I admit I’m crazy obsessed with watching the hurricanes come.
Part of it is the inherent drama. And part of it is the remarkable way in which internet distribution of information makes so much available that used to be solely the province of professional weather geeks.
My latest discovery is the Weather Underground Tropical Weather page. For each current storm, they assemble all the latest information, including maps where they overlay all the forecast tracks from all the major weather models.
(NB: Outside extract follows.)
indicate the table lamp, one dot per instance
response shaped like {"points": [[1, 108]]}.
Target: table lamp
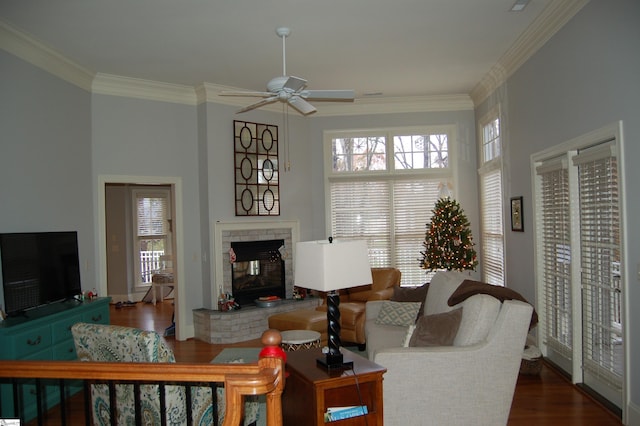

You can really get a feel for how hard hurricane forecasting must be. (You can see the big spread in the models after Ivan makes landfall, thought that seems to be slowly sorting itself out.)
On that subject, Andrew Revkin had a good piece in today’s New York Times:
TALLAHASSEE, Fla., Sept. 13 – At the National Hurricane Center, a gray bunker bristling with satellite dishes on the outskirts of Miami, meteorologists scanned readings last weekend gleaned by aircraft plunging into the eye of Hurricane Ivan and they squinted at satellite images while preparing a fresh forecast for the track of the dangerous storm.
After assessing the data and the output of half a dozen supercomputer storm simulations, Stacy R. Stewart sat in front of a map of the Atlantic and Caribbean with an eraser and colored pencils, drawing the storm track newly estimated for the next five days. The map was filled with erasures of older storm projections that had at one point been the best bet but now were off by hundreds of miles as the storm’s northerly curve drifted west.
This is the state of hurricane science in the new century: a mix of growing skill and persistent uncertainty, of intuition and algorithms, satellites and erasers.